The city is adding three graffiti removal crews and eight new chemical removal trucks to its existing fleet of 14 to keep response times to three to five days with no backlog.
Chemical trucks require just one employee and cost $69,700 each, compared to $150,000 and a two-employee crew for “soda blasters,” according to Streets and Sanitation Commissioner Charles Williams.
Removing graffiti with “citric acid under high-water pressure” also removes graffiti faster, particularly on “brick, stone and other porous mineral surfaces,” Williams said.
When the fleet upgrade is completed and old vehicles are retired, the city will have 22 graffiti removal trucks, up from 17. Fourteen will be chemical trucks. The eight remaining trucks will be a combination of paint crews and soda blasters.
Three new laborers also will be added, freed up by efficiencies tied to grid garbage collections.
For decades, Chicago gangs have used graffiti to mark their territories. Graffiti is also used to threaten rivals or take credit for shootings, which can lead to retaliation.
But a lot of the graffiti marring city subways and viaducts is done by urban artists — taggers — who don’t have anything to do with gangs.
More recently, gangs have started to “cyber-tag,” portraying their graffiti and symbols in online videos to boast about their deeds.
Already this year, the city has completed 31,881 removal requests, down from 36,813 removals during the same period a year ago.
Armed with those numbers, Williams claimed that Chicago is turning the corner in the war on graffiti.
“We get it down between three and five days. There’s a lot of cities where, you almost get the impression that they’re not even trying anymore. We take it seriously. We try very hard to get it off as quickly as we can. We have no backlog right now,” Williams said.
“The faster you take it down, the slower it goes up. By us removing it, other individuals don’t see it up. So hopefully, they’re not as tempted to do it. The numbers have actually been coming down because we take it off so fast,” he said. “Graffiti is something that, you see it and kids copy it. The sooner you can remove it, the less chance you have of that happening.”
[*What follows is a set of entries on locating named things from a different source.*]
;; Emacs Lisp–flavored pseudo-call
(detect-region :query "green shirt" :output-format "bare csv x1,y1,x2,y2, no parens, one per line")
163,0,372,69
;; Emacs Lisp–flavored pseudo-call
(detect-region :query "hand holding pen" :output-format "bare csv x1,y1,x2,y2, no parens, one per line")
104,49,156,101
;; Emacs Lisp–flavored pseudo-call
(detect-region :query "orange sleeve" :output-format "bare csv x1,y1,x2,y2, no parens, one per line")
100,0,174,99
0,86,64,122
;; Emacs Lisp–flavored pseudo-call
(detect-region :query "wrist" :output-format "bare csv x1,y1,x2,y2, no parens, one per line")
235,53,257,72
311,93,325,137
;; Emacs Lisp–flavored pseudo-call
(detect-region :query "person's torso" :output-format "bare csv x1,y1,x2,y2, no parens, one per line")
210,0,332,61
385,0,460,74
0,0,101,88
Five years ago, Emanuel defended his decision to cut his predecessor’s popular graffiti blasters program — and dramatically alter the city’s plan of attack — despite a slowdown that had so frustrated one alderman, he was using his expense allowance to remove it.
“When we did graffiti [removal] the old way, we’d go into a neighborhood, do one wall, walk away and the rest of the neighborhood would still have graffiti,” the mayor said then.
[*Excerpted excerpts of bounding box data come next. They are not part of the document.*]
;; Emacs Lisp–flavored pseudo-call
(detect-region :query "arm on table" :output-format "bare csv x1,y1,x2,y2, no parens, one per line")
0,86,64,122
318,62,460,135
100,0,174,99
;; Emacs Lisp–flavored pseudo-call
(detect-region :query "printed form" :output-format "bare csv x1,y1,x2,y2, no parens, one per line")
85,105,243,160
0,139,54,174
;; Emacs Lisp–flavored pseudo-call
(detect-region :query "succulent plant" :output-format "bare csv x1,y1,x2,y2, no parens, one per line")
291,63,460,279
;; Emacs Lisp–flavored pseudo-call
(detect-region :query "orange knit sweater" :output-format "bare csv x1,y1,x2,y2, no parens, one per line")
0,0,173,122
“Now, it’s the entire community and any community that’s had it since we did the blitz changes it. . . . So while you’re calling it lag time, I see an entire neighborhood clean — not just one wall in a neighborhood,” Emanuel said. “It’s a different strategy.”
But even after appeasing aldermen by restoring $1 million in graffiti removal cuts, Emanuel’s first budget reduced annual spending on graffiti removal from $5.7 million and 60 employees in 2011 to $4.1 million and 43 employees the following year.
Still, the mayor insisted then that “crew efficiency” was up and calls to 311 were down in the six months since the Department of Streets and Sanitation started blitzing four wards each day instead of handling graffiti removal requests on a first-come, first-serve basis.
“Doing it the old way doesn’t make it better — doesn’t mean you’re better serving. I like the fact that my commissioners are every day saying, ‘How do we better serve the people . . . and live with a tight budget and do more with less?’ ” he said.
In subsequent years, aldermen demanded that Emanuel put more money into graffiti removal, a quality of life issue that can breed higher crime.
In 2014, Emanuel moved to crack the whip on graffiti vandals, but not enough to satisfy Southwest Side Ald. Mike Zalewski (23rd) who had proposed an even tougher crackdown in response to a spike in gang graffiti and a slowdown in city removal of it.